No matter what the resource is, if you're not using the resource to its full potential why not let someone else use it?
    If you have a fruit tree in your yard but only eat half the fruit, letting the rest falling on the ground to rot, why not let your neighbors eat from it? Data-crunching resources are following Moore's Law, so with a non-selfish community (or more likely if there were greater incentives to participate ie. money), we would crunch through these numbers in a jiff. 
It seems like technology is becoming so interconnected and independently operating that it's practically alive; through machine learning computers think on their own and solve their own problems, continuously optimizing performance, what a dream come true! After all, isn't optimization the one task our brains are constantly working on? Why not have computers do it for us? My optimizing mind was thinking about the prospects of efficient, affordable solar cells, nanomachines; technology that could fit so seamlessly into our lives that we forget its even technology. E-Ink is replacing paper as we speak - why? Because it's more natural than having a million LCD lights shining at your face.

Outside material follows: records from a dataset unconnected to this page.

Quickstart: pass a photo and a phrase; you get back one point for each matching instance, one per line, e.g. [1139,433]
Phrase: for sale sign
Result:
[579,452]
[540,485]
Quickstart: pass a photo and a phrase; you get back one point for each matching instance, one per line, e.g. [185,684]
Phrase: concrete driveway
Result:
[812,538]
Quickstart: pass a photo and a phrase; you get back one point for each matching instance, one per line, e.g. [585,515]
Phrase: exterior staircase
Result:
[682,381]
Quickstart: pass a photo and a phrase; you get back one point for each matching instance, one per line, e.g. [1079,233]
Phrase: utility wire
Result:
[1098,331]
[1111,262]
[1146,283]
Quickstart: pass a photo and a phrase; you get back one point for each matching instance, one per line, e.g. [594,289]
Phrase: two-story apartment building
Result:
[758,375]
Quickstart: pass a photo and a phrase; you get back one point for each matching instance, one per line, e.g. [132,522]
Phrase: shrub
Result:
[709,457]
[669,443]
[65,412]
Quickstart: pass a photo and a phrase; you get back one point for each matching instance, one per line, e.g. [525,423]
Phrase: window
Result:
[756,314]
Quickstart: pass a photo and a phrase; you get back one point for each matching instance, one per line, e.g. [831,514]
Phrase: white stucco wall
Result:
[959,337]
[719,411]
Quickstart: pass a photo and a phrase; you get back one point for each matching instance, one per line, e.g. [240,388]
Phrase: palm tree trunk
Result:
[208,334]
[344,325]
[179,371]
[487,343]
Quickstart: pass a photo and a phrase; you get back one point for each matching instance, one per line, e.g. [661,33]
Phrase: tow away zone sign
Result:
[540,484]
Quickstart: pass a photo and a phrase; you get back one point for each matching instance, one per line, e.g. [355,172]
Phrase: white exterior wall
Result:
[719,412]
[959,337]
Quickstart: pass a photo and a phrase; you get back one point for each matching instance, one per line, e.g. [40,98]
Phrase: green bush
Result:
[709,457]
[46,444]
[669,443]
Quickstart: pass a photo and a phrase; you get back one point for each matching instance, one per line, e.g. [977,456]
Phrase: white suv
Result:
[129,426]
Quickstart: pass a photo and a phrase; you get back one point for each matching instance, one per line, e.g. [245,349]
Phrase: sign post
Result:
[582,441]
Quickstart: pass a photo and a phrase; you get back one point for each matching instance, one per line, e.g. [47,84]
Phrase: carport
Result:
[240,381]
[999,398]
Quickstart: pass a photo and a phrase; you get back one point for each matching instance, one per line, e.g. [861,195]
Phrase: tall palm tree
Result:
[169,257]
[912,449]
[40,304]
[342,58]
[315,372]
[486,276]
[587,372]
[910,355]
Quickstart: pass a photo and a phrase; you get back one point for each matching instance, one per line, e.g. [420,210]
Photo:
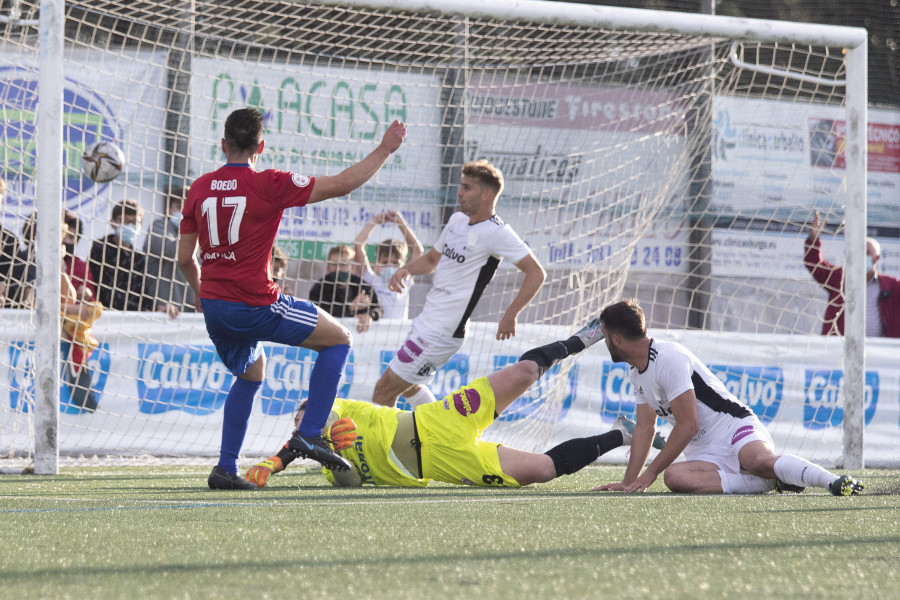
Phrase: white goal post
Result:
[666,156]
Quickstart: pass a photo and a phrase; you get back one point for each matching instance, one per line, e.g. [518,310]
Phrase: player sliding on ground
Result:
[442,440]
[727,449]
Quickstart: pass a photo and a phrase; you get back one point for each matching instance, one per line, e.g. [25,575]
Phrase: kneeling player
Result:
[442,440]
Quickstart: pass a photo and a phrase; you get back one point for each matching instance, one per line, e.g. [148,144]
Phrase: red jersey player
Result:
[233,214]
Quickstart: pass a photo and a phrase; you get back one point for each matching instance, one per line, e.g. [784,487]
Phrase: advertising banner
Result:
[166,397]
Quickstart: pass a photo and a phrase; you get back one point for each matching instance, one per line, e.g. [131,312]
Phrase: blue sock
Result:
[238,406]
[323,384]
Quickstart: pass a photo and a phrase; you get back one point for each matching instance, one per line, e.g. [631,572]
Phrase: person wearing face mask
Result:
[20,290]
[119,269]
[390,255]
[882,291]
[342,293]
[75,267]
[165,281]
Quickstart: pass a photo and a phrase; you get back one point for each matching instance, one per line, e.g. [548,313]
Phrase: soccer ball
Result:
[102,161]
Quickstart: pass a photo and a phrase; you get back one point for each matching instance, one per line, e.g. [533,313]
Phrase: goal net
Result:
[679,168]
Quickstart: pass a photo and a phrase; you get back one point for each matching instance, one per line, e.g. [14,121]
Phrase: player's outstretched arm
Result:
[534,279]
[355,175]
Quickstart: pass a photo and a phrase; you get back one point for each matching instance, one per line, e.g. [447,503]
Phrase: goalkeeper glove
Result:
[342,434]
[259,473]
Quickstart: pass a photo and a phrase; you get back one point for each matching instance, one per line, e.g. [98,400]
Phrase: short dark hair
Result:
[243,129]
[74,223]
[392,249]
[127,208]
[626,318]
[487,174]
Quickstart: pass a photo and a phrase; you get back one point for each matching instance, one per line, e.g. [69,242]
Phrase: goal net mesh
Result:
[636,164]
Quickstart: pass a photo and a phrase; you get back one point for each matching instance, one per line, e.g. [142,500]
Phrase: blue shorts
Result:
[237,329]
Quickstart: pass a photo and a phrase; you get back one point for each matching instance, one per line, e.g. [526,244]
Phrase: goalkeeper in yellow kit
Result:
[442,440]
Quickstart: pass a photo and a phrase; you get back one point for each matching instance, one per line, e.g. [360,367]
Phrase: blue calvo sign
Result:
[822,402]
[761,388]
[193,379]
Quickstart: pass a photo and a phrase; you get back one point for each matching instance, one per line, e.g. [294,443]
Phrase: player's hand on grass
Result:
[342,434]
[260,472]
[610,487]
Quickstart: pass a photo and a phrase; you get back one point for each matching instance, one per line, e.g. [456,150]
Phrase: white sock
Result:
[739,483]
[423,396]
[799,471]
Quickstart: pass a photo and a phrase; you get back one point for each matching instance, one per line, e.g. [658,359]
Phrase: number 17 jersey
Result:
[236,212]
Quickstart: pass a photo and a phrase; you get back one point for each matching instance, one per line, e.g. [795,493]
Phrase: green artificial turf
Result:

It's painful seeing the improvements that can happen in our world, in technology, but are happening so slowly... or maybe my concept of speed has been skewed. For example, I see that education in the future is going to be electronically-based, using machine-learning and statistics to figure out the optimized way to present material, which problems you should be presented with based on your learning characteristics. The Kahn Academy is going in this direction, but they are trying to make the objectively clearest presentation possible - and that's a fallacy. People learn in different ways, so whereas the video they make may be the clearest presentation for, say, 90% of the population, there will still be 10% for whom a different presentation is more easily understandable. There are listening learners, seeing learners, and touch/experience learners studies show, and many shades in between, so there would have to be different presentations for different people.
How I imagine learning math in the future:
Wireless power and information will be transmitted simultaneously via the technology that this guy at my coop named Kun Wang is trailblazing, transmitted into a device that is a paper thin version of the iPad/Kindle; you can fold it up, spill on it, whatever, no problem. The student puts this device on the table, and decides to study math.
The student is presented with the material they are learning in the most efficient way possible. How? A concept like Green's Theorem has been presented sooo many times in soo many different ways, and through statistics, the best presentation would quickly be deduced. This is modified by the fact that the individual's particular learning patterns could be analyzed and understood through machine learning so that the 'best presentation' may inherently change from student to student. Let's say that a group of students are presented with 'presentationA' and are then immediately given a problem to solve, and on average 80% can solve it. Taking another group and presenting them with 'presentation B' yields only 40% can solve the same problem. Which presentation was better? Obviously there are many complications, but statistics on large numbers do wonders, and an optimized presentation could be found. One nice thing about computers is that they don't have egos, huh? The student could write their answer on this device: integrals, plus/minus, handwriting... the computer could interpret all of it and track how well the student is understanding things, and tailor the presentation of the material. Furthermore, methods to keep the students' interest would be employed by making the material more relatable. Instead of 'considering a given projectile,' it could be a golfball if the student is interested in golf, etc.

Thinking about the direction our society is going in blows my mind and makes me want to keep studying science.

"You can make babies, if you so choose. I can make you make babies, if I so choose."